Cover Art: Aron Wiesenfeld
Cover Design: Jaya Nicely
* Publishers Weekly Big Indie Books of Fall 2023
* Ms. Magazine’s November 2023 Reads
* Debutiful’s Best Debut Books of 2023
Novel
synopsis
Claire Pedersen and her husband have relocated from New York City to the Catskills after finding a terrific deal on a property in foreclosure. The house in Caliban has been in April Ives’ family for three generations, and however hard it is for her to give it up, the single mother of three children from two different fathers has run out of options. As will happen in small towns, the two women continue to cross paths, despite having little in common beyond a mutual antipathy. Nevertheless, Claire moves forward with renovations on the house, and April tries to move on.
When Claire’s husband develops an erotic fascination with Anna, a young Korean member of a local religious community called the Eternals, two marriages—and one pregnancy—swiftly and dramatically end. In the aftermath, Claire is left to finish the renovation and salvage the life she had imagined for herself in the country. April must contend with her ex who has just been released from prison, and his desire to be a part of their son’s life. And Anna, after being shunned by the Eternals since the incident with Claire’s husband, struggles to make a place for herself outside of her insular community.
Meanwhile, a creeping unease is growing inside the house that harbors painful memories—and more secrets—for all three women. What happens next will bind their fates in tragic and redemptive ways. The significance (and mystery) of luck, fate, and resilience lies behind this portrait of lives connected by coincidence and catastrophe.
“Lee’s first novel is refreshingly out of sync with current trends; she manages to engage readers without relying on a big plot hook or trendy issue, and her point-of-view remains disquietingly ambiguous…the ending, while logical and satisfying, is not predictable.
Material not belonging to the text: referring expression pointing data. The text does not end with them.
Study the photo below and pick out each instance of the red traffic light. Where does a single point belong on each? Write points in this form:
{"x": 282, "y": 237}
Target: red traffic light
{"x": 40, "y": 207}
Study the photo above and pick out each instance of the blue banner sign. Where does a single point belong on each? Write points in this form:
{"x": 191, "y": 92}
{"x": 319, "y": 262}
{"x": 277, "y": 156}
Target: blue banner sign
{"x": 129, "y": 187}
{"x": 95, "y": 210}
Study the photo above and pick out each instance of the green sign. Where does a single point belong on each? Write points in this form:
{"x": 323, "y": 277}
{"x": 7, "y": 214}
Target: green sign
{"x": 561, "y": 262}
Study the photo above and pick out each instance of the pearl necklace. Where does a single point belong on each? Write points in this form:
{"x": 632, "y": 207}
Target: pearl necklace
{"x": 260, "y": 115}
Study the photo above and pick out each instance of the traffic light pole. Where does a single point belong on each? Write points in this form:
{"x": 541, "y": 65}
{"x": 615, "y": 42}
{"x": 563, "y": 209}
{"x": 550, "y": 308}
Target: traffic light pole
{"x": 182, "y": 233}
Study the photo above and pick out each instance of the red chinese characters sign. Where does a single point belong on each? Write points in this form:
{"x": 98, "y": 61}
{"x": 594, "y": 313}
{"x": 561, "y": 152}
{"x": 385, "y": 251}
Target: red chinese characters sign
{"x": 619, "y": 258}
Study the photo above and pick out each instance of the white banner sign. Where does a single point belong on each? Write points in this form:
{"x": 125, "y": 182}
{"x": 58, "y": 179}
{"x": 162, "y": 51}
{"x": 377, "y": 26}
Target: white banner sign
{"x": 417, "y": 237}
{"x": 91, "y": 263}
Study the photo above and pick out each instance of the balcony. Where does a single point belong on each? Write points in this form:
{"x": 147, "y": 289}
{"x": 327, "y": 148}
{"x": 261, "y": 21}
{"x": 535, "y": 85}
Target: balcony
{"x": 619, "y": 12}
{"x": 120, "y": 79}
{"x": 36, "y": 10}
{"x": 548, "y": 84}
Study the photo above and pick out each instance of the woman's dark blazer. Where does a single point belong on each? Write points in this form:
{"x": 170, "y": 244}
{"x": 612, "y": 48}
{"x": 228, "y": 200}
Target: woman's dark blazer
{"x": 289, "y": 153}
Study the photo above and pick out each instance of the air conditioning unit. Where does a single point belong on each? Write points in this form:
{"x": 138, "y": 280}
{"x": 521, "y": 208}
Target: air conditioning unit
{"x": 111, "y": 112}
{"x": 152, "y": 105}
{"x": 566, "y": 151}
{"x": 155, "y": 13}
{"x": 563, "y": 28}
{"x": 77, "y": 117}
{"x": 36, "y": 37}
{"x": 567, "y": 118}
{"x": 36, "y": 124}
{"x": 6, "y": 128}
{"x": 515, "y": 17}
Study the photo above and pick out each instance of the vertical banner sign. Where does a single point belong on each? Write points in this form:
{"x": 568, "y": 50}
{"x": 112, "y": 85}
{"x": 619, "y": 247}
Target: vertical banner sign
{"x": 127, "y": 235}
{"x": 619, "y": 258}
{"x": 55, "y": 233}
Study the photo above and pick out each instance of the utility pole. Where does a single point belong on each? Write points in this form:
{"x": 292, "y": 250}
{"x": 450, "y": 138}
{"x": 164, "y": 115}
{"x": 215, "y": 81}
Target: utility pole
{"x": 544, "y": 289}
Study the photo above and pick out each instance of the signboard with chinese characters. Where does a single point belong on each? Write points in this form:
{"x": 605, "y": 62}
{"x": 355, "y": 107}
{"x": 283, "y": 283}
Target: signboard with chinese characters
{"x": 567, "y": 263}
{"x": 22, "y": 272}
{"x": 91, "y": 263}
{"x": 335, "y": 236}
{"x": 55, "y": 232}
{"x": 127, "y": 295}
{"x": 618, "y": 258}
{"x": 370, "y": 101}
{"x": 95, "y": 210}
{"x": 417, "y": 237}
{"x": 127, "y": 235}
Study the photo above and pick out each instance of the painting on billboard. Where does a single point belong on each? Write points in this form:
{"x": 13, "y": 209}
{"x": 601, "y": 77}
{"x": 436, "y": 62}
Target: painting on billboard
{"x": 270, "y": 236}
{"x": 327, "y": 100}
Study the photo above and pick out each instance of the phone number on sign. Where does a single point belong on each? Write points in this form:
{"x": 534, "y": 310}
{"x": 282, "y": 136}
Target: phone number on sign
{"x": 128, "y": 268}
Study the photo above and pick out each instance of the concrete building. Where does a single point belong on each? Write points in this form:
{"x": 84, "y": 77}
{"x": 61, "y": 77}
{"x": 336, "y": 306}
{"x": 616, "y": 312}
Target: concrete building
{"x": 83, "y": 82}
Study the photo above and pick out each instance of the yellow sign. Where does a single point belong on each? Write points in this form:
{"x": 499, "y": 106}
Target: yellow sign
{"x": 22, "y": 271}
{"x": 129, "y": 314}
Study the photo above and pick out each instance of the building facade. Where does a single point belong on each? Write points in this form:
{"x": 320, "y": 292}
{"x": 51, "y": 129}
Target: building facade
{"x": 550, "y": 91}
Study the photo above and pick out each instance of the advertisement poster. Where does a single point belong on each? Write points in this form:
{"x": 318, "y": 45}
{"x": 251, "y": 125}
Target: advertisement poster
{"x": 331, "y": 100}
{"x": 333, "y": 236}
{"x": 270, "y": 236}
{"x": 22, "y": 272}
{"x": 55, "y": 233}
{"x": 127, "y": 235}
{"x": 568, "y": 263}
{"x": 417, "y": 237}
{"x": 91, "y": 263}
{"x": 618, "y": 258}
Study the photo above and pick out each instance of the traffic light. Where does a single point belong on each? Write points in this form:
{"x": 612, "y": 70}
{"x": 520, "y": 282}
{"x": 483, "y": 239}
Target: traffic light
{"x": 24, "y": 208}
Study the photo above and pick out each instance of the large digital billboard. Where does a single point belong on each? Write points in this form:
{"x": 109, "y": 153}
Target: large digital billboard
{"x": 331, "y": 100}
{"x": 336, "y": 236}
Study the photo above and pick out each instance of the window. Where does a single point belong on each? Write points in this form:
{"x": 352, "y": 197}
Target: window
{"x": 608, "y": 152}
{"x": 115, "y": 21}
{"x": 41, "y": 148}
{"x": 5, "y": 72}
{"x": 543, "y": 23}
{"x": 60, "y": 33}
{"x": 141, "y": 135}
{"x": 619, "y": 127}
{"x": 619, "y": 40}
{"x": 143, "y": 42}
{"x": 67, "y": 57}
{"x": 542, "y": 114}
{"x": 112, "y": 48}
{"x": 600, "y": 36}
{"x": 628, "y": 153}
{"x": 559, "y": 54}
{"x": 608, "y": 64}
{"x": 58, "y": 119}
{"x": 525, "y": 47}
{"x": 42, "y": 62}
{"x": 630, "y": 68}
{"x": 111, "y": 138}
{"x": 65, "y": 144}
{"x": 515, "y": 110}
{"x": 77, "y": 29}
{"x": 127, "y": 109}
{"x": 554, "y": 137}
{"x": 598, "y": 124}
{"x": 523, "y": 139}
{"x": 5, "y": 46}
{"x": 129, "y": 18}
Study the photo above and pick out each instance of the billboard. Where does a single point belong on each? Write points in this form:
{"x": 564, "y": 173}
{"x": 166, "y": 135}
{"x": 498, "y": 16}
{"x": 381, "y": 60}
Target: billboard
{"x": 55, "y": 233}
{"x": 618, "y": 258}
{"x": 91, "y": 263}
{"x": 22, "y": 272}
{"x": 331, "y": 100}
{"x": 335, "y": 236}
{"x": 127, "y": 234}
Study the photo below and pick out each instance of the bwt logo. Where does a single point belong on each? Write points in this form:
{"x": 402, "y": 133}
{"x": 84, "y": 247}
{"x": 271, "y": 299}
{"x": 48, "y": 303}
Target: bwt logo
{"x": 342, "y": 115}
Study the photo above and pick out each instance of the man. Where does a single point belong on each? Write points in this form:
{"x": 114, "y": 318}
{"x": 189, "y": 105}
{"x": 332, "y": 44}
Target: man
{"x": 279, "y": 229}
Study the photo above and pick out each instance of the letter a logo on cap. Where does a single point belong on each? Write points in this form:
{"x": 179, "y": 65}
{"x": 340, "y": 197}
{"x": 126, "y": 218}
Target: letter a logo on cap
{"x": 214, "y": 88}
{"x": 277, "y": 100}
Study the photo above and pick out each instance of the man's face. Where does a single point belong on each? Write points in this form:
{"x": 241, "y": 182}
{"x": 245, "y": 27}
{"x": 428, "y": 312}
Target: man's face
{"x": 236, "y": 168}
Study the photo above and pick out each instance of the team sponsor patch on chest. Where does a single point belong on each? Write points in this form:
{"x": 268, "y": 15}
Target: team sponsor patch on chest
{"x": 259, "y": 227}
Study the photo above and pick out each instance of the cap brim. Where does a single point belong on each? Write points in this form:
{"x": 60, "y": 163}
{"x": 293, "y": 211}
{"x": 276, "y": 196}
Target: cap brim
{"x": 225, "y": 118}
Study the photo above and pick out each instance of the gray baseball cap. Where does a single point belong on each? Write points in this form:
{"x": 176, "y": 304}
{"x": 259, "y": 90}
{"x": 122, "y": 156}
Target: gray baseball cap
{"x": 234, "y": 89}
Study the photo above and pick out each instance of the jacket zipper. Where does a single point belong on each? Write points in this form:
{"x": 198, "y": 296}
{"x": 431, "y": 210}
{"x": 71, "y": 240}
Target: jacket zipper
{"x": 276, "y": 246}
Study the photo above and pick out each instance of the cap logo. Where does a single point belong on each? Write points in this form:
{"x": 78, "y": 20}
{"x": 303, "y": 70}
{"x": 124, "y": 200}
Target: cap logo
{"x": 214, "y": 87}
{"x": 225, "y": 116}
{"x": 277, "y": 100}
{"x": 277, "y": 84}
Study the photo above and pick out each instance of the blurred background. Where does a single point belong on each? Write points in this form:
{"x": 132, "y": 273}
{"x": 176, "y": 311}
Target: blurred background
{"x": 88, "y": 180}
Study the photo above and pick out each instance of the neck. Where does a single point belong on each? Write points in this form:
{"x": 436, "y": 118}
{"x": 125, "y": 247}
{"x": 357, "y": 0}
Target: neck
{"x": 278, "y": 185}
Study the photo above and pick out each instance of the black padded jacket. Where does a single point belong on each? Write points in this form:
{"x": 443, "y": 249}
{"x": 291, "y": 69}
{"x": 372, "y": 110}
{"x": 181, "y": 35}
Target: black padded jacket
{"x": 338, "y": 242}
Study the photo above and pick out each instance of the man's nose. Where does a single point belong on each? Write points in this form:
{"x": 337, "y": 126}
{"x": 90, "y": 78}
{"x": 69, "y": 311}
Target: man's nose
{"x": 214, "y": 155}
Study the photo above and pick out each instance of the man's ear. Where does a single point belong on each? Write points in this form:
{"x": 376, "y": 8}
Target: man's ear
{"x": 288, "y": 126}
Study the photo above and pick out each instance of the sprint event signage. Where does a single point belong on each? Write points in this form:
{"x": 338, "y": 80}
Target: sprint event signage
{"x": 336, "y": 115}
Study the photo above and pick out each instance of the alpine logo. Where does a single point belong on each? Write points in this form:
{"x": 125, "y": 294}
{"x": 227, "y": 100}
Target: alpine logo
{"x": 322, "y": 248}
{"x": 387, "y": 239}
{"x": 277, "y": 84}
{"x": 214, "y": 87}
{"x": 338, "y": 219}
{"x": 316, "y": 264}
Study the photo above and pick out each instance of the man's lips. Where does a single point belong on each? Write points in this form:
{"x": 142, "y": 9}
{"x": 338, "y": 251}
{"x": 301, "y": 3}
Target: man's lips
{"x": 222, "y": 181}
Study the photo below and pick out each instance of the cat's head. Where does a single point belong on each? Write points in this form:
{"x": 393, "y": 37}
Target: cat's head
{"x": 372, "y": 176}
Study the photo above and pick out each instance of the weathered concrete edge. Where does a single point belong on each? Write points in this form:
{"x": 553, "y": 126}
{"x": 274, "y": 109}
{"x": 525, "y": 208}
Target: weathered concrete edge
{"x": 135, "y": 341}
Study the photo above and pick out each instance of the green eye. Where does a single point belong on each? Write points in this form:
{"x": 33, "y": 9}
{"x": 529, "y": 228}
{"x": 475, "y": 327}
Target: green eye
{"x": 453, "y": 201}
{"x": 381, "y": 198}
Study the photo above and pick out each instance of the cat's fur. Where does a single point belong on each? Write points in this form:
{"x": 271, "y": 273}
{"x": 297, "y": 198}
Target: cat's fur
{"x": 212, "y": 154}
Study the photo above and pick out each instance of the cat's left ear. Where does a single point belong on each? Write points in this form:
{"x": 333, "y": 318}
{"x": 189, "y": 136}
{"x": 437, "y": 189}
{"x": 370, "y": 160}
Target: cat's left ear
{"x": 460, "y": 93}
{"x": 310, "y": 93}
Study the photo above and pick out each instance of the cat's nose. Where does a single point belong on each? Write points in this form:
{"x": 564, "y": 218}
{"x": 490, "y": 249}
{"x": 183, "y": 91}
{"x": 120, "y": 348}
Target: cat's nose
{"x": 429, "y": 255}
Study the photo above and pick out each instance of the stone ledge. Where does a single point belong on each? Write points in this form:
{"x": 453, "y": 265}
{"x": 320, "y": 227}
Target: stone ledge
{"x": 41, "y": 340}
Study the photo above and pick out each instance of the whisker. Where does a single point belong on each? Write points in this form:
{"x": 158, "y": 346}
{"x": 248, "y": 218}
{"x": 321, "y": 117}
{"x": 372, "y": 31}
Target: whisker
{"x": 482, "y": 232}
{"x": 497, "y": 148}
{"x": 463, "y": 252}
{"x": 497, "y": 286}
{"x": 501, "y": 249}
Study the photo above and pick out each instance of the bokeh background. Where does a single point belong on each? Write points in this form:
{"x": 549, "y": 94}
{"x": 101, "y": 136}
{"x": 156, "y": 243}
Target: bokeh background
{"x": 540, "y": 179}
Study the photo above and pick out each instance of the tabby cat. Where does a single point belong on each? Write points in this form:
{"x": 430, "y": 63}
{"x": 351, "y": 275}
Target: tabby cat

Life these days seldom is—which may be the novel’s ultimate message. An engrossing, quietly original take on what women must do to survive in 21st century small-town America.”
Praise
“This remarkable debut by Chin-Sun Lee centers on three women in ‘upcountry’ New York whose lives intertwine through unexpected and unsettling events. Speaking to economic injustice, infidelities, addiction and incarceration, religious extremism and more, this isn’t the most uplifting book of the year, but it might be the most captivating.”
“Upcountry is a novel of remarkable depth and insight into the human condition, and the ways in which luck, class, and circumstance shape individuals' destinies. Chin-Sun Lee’s characters are tasked with picking up the pieces and trying again, using the tools they have to create a life that feels worth living. This is a novel that isn’t afraid of delving into the dark aspects of human nature, and how a small community can both nurture and destroy its inhabitants. Gripping, compassionate, and gorgeously written, Upcountry has the power to haunt.”
— Kate Folk, author of Out There
“Propulsive and prismatic, Upcountry is an unflinching look at the thin but taut line between faith and disillusionment, poverty and plenty, the will to live and the pull of oblivion. Chin-Sun Lee is a dazzling storyteller. I could not put this novel down.”
— Tsering Yangzom Lama, author of The Carol Shields Prize longlisted We Measure the Earth with Our Bodies
“Upcountry is a stunning, innovative addition to Gothic novels. Nothing and no one are quite as they seem in Chin-Sun Lee’s compelling debut that sustains its tension to the blistering, satisfying end. A terrific portrayal of small town animosity, classicism, and alienation, Upcountry feels haunting and real—Chin-Sun Lee is a writer to watch.”
— Chelsea G. Summers, author of A Certain Hunger
“Three women, all living in the gossipy hothouse of a small town in upstate New York, but with such differing socio-economic, romantic and religious lives that they might as well exist on different planets. Forced together by neighborly cruelty and a natural calamity, Chin-Sun Lee's distinct and memorable characters become representative of an American maelstrom of contemporary ills—drug abuse, income inequality, incarceration, climate change. Strange, searing, and powerfully written, Upcountry is a riveting debut.”
— Helen Schulman, author of Lucky Dogs
“With cinematic detail and gripping momentum, Upcountry tells the story of women affected by economic inequality, religious extremism, illness, and despair, counterbalanced by their inner strength and a spirit of resiliency. The cataclysmic intertwining of these three women’s lives—painful but also redemptive—surprised, challenged, and captivated me.”